HashiCorp Vault

There are two high-level steps to configuring a HashiCorp vault. The first is to set up authentication with the vault and register the vault. The second is to tell DCT how to get the specific engine credentials needed from that registered vault. A single vault can be used for multiple different Delphix Engines.

Vault authentication and registration

First, DCT needs to be able to authenticate with the vault. DCT supports the Token, AppRole, and TLS Certificates authentication methods. This is done by passing a command to the HashiCorp CLI. It is recommended to first ensure that successful authentication is done and one can retrieve the credentials with the HashiCorp CLI directly to ensure the correct commands are passed to DCT.

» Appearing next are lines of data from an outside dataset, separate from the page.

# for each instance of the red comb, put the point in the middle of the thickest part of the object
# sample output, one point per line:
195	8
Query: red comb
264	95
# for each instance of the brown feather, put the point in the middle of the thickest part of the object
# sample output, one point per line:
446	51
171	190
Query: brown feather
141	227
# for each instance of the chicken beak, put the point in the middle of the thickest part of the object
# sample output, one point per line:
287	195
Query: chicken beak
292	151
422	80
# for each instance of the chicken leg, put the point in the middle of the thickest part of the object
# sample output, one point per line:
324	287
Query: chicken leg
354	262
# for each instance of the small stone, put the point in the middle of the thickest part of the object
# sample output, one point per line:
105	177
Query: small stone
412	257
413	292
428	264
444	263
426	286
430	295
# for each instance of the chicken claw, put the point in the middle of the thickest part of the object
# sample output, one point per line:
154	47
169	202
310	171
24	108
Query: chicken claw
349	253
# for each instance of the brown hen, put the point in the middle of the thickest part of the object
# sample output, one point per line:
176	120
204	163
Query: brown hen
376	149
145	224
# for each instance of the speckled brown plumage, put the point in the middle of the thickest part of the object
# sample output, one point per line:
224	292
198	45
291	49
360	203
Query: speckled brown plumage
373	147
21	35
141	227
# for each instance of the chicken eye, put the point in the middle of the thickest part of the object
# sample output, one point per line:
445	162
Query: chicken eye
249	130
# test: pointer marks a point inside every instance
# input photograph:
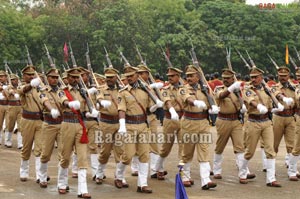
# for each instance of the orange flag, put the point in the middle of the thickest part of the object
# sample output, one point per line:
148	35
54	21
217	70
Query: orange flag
286	54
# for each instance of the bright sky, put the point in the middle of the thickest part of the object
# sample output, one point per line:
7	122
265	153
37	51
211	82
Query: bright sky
255	2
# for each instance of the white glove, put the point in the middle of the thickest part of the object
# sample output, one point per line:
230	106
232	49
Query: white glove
55	113
214	109
35	82
235	86
288	100
157	85
278	109
243	109
262	109
105	103
75	105
94	114
97	106
159	103
92	91
174	115
200	104
122	130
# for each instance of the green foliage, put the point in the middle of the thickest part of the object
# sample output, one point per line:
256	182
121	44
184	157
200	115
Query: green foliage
153	24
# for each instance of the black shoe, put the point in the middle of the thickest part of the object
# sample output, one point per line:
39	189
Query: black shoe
155	174
38	180
209	186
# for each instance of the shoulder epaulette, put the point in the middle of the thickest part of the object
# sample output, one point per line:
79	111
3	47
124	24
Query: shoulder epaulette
125	88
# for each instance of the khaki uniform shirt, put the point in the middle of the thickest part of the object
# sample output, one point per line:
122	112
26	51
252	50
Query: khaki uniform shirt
52	96
128	103
30	100
280	89
105	93
229	104
170	93
259	96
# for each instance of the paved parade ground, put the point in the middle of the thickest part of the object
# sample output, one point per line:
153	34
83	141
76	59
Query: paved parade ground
12	188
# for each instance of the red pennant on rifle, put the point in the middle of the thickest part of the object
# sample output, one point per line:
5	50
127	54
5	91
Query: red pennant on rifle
66	53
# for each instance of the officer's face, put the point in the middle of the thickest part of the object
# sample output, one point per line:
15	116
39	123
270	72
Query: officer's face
101	81
256	80
144	75
28	77
52	80
85	78
227	81
192	79
65	80
110	81
3	78
173	79
283	78
132	78
73	80
14	82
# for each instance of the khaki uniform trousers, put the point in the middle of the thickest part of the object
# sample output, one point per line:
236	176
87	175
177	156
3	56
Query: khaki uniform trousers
13	115
50	134
192	132
153	124
296	149
70	137
92	127
284	126
111	140
136	143
3	112
31	132
229	129
256	130
171	128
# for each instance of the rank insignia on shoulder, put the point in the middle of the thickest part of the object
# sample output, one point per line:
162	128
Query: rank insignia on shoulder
182	92
61	94
248	93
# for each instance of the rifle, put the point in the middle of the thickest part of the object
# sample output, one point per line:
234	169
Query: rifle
142	85
205	88
120	83
150	79
92	78
43	73
170	64
36	74
293	62
8	74
237	93
277	67
264	84
52	65
82	87
274	63
243	59
29	61
297	53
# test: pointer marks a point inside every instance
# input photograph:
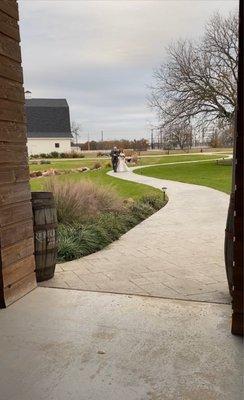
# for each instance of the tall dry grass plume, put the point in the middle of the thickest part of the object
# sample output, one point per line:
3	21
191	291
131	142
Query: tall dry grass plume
81	200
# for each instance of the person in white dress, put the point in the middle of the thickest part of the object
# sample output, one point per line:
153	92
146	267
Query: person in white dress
122	167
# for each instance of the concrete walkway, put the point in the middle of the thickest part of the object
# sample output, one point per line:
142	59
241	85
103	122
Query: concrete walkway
176	253
71	345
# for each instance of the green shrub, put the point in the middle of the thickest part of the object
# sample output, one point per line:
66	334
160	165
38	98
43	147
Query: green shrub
78	201
96	165
156	201
54	154
45	162
141	210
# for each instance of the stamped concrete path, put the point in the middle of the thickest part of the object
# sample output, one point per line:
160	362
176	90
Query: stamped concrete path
176	253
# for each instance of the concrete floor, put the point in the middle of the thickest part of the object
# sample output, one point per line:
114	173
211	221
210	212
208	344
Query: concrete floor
74	345
177	253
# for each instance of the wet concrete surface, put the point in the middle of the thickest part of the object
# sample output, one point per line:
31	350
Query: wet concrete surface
61	344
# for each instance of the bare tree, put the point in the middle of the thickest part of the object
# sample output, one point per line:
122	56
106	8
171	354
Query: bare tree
199	80
177	135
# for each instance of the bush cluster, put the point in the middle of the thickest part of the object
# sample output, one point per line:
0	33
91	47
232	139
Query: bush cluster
90	217
79	201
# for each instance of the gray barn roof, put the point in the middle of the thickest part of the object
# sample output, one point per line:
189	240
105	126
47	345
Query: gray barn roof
47	118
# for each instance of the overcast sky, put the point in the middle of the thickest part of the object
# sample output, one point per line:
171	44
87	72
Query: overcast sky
100	55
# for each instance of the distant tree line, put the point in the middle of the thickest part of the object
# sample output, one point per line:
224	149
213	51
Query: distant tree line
197	85
137	145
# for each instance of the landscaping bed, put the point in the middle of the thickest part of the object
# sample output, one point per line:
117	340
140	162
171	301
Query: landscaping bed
91	217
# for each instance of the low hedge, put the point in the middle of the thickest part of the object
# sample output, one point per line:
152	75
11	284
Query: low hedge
80	239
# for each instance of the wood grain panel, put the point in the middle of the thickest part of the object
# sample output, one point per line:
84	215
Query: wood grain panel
14	193
15	213
17	263
17	251
16	232
17	271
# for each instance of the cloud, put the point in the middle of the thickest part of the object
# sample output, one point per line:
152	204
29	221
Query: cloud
100	55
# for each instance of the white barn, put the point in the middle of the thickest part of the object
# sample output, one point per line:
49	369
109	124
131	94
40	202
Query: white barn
48	126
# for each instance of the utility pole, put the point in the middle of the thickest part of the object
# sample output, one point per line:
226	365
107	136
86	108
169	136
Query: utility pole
88	142
152	140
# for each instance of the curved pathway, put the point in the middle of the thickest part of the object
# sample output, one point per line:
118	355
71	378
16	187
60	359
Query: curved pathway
176	253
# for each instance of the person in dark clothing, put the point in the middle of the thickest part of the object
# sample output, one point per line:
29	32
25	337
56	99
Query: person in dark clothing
115	158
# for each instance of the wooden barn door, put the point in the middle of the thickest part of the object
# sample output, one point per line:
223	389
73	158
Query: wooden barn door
17	265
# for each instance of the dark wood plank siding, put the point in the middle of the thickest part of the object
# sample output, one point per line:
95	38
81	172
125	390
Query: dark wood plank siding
17	264
238	276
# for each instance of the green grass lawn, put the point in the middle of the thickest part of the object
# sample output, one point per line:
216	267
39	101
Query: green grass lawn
74	163
124	188
176	158
206	174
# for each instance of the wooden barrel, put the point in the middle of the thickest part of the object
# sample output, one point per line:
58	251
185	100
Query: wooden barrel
229	233
45	234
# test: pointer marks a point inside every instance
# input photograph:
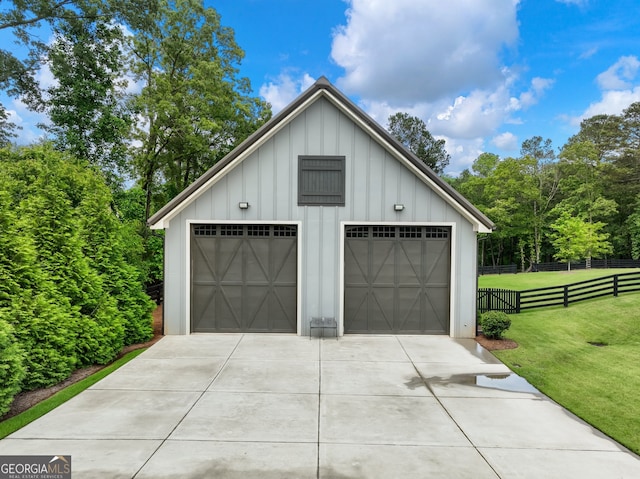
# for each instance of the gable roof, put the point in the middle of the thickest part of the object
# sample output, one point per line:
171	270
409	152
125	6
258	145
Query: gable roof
321	88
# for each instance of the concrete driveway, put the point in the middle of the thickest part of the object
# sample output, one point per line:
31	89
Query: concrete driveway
280	406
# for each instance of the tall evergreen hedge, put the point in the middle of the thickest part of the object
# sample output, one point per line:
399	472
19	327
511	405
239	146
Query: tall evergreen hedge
67	292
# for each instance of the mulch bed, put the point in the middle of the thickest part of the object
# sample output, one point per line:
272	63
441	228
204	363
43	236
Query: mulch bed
495	344
27	399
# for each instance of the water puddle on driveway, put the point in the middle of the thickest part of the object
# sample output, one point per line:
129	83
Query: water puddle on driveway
504	382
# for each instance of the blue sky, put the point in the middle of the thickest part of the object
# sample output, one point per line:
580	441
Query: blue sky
484	75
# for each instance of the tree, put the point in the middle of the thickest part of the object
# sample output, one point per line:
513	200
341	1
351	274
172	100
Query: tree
576	239
85	106
7	129
26	19
539	157
633	225
194	107
582	185
413	134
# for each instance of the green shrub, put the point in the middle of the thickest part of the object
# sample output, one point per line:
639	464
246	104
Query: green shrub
47	332
494	324
11	367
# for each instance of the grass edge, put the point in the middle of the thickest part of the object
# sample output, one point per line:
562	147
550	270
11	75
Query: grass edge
17	422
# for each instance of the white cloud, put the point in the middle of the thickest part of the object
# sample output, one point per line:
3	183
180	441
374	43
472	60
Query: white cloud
506	141
464	152
533	94
611	103
620	88
285	89
620	75
406	52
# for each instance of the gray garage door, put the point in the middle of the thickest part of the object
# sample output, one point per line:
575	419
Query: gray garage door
243	278
397	279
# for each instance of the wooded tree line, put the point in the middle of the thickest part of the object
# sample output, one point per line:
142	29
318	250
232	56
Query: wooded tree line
147	91
580	202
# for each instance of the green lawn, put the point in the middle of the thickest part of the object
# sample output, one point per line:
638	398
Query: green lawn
601	384
523	281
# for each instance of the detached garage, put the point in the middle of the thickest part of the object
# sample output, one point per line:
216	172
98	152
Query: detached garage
320	213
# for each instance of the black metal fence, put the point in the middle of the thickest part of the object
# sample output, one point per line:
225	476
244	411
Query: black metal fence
509	301
557	266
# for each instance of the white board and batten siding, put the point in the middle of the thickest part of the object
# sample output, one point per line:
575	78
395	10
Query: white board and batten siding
267	179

Adding a vault to DCT is done through API calls to the /v2/management/vaults/hashicorp endpoint. All authentication methods require the location of the vault is provided through the env_variables property in the POST body. For example:

Copy 
"env_variables": {
       "VAULT_ADDR": "https://10.119.132.40:8200"   }

Token

To use the token authentication method, this needs to be included as part of the env_variables field. The full example to register the vault would appear as:

Copy 
curl --location --request POST 'https://<hostname>/dct/v2/management/vaults/hashicorp' \
--header 'Content-Type: application/json' \
--header 'Accept: application/json' \
--header 'Authorization: apk <your API key>' \
--data-raw '{
   "env_variables": {
       "VAULT_TOKEN": "<your token>"       "VAULT_ADDR": "https://10.119.132.40:8200"   }
}'

A response should be received similar to the lines below:

Copy 
{
   "id": 2,
   "env_variables": {
       "VAULT_TOKEN": "<your token>"       "VAULT_ADDR": "https://10.119.132.40:8200"   }
}

Note the id of the vault, this will be needed in the next step to register the engine.

AppRole

To use the AppRole authentication method, this needs to be included as part the login_command_args field, as shown below:

Copy 
"login_command_args":
       [ "write", "auth/approle/login", "role_id=1", "secret_id=123"]

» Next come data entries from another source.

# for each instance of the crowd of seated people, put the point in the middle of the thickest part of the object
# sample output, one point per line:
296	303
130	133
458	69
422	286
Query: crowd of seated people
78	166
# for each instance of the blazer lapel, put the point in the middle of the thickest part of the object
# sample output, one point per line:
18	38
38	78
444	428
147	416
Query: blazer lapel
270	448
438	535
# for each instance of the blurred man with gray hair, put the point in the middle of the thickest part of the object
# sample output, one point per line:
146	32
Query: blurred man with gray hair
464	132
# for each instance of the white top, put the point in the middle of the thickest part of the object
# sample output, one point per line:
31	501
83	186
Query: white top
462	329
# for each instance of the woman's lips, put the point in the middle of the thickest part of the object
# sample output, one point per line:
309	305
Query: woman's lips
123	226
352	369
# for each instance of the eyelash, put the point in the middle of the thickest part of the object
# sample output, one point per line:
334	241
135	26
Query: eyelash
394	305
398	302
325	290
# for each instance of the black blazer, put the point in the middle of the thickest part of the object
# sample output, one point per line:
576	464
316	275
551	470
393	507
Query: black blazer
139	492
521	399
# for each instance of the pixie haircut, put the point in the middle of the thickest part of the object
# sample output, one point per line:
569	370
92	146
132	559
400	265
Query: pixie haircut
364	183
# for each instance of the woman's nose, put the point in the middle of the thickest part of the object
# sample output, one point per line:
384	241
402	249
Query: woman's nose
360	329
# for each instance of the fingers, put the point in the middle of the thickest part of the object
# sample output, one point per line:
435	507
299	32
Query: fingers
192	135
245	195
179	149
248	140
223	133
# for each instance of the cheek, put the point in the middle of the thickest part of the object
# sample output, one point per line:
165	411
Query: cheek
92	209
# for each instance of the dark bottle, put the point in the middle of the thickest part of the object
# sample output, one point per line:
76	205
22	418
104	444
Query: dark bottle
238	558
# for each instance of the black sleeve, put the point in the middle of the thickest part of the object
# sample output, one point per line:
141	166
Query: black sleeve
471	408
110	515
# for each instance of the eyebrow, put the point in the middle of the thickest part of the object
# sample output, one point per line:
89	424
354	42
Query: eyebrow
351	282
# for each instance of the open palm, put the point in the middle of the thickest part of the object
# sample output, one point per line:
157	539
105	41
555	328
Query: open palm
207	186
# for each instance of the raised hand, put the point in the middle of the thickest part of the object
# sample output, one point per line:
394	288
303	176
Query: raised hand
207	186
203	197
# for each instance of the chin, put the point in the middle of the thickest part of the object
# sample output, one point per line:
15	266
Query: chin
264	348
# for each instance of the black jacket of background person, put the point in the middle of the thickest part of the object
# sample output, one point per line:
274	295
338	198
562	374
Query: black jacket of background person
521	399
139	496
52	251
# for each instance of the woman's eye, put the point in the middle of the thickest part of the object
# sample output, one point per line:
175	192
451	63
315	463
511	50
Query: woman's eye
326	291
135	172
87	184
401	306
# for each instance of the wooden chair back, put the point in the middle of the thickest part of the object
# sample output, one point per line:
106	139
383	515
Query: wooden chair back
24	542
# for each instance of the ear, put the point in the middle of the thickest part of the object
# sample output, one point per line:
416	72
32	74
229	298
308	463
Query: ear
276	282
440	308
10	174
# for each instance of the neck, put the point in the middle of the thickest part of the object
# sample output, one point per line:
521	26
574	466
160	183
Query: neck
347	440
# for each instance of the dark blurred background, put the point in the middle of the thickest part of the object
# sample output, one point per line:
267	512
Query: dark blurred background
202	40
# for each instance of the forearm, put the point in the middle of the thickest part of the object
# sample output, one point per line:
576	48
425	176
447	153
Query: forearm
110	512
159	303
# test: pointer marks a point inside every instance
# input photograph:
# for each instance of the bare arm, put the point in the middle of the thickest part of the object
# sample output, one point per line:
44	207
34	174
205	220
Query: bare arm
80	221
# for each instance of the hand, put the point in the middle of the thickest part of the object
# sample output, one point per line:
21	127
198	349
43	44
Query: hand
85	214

The full example to register the vault would appear as:

Copy 
curl --location --request POST 'https://<hostname>/dct/v2/management/vaults/hashicorp' \
--header 'Content-Type: application/json' \
--header 'Accept: application/json' \
--header 'Authorization: apk <your API key>' \
--data-raw '{
   "env_variables": {
       "VAULT_ADDR": "https://10.119.132.40:8200"   },
   "login_command_args":
       [ "write", "auth/approle/login", "role_id=1", "secret_id=123"]
}'

 A response should be received similar to the lines below:

Copy 
{
   "id": 2,
   "env_variables": {
       "VAULT_TOKEN": "<your token>"       "VAULT_ADDR": "https://10.119.132.40:8200"   }
}

TLS certificates

The configuration of mutual TLS authentication requires an additional step. This feature currently is NOT supported for Kubernetes deployment of DCT. This will be covered in later releases.

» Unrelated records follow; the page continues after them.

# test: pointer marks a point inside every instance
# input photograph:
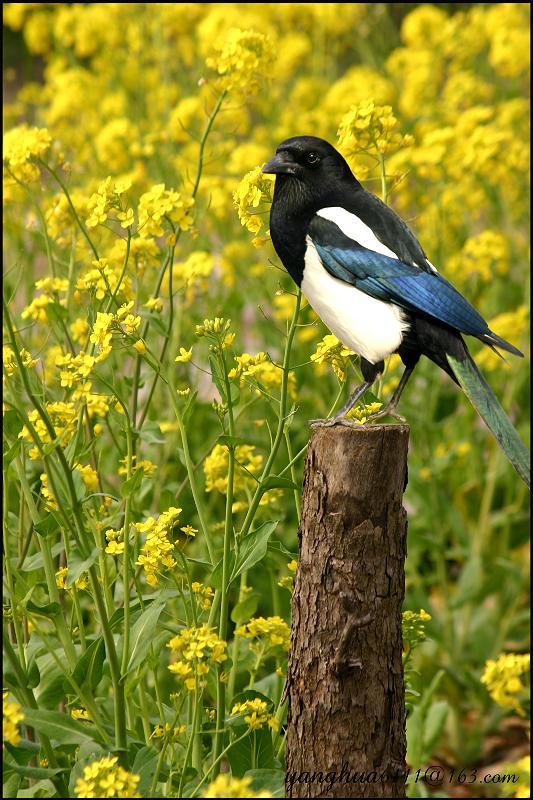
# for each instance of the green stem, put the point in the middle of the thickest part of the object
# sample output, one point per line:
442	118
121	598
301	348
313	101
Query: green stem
81	226
226	565
281	421
189	466
29	699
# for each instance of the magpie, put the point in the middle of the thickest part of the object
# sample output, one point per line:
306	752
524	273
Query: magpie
369	280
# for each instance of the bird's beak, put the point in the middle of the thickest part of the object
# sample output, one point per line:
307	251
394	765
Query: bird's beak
281	164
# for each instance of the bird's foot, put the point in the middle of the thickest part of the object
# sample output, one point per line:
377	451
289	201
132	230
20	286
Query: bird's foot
330	422
385	412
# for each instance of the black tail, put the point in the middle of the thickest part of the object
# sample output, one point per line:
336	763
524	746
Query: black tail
488	407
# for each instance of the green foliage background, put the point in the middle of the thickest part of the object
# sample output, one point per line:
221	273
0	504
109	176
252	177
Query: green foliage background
170	93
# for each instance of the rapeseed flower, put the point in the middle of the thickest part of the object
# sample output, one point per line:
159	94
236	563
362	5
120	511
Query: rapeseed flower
156	552
216	468
330	351
22	147
255	713
12	717
199	649
226	786
105	778
244	60
503	679
269	632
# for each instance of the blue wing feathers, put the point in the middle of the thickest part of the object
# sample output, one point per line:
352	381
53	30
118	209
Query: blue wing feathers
394	281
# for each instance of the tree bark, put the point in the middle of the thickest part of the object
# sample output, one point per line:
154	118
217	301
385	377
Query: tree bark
346	716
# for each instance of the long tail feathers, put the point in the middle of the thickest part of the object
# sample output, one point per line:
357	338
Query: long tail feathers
486	404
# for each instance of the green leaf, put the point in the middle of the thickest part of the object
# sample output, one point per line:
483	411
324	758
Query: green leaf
77	564
218	377
79	485
11	454
277	482
132	484
13	423
49	524
189	405
33	675
230	441
50	610
215	579
434	725
253	547
142	635
58	727
269	780
151	433
246	608
260	741
37	562
90	667
144	765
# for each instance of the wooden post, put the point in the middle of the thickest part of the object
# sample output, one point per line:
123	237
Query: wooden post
346	716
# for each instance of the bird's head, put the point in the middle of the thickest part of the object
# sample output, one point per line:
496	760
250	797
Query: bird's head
309	170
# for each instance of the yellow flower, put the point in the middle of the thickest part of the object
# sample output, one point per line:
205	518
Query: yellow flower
104	200
188	530
255	713
12	717
168	732
226	786
22	146
361	413
216	468
413	626
370	129
158	203
198	648
154	304
266	374
503	679
253	198
105	778
101	334
184	356
156	552
331	351
271	632
79	713
244	60
79	329
204	594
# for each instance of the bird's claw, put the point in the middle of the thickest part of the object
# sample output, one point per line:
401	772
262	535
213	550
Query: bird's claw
330	422
385	413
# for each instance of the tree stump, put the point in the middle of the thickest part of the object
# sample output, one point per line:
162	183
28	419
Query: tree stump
346	716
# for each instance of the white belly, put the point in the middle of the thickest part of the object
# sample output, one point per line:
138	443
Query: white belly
370	327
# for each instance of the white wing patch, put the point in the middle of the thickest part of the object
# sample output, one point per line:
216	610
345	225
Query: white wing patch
371	327
355	229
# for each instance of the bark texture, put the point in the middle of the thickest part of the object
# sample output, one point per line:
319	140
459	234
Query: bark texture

Retrieving engine credentials

Once DCT can authenticate with the vault, it needs to know how to fetch the relevant engine credentials. When registering an engine, the user will need to provide the HashiCorp CLI commands through the hashicorp_vault_username_command_args and hashicorp_vault_password_command_args parameters.

The relevant part of the engine registration payload will look like the following:

Copy 
'{
    "hashicorp_vault_id": 1
    "hashicorp_vault_username_command_args": ["kv", "get", "-field=username",  "kv-v2/delphix-engine-secrets/engineUser"]
,
    "hashicorp_vault_password_command_args": ["kv", "get", "-field=password",  "kv-v2/delphix-engine-secrets/engineUser"]
}'

The hashicorp_vault_id will be the ID that was returned as part of the previous step. Note that the exact paths to fetch the username and password will vary depending on the exact configuration of the vault.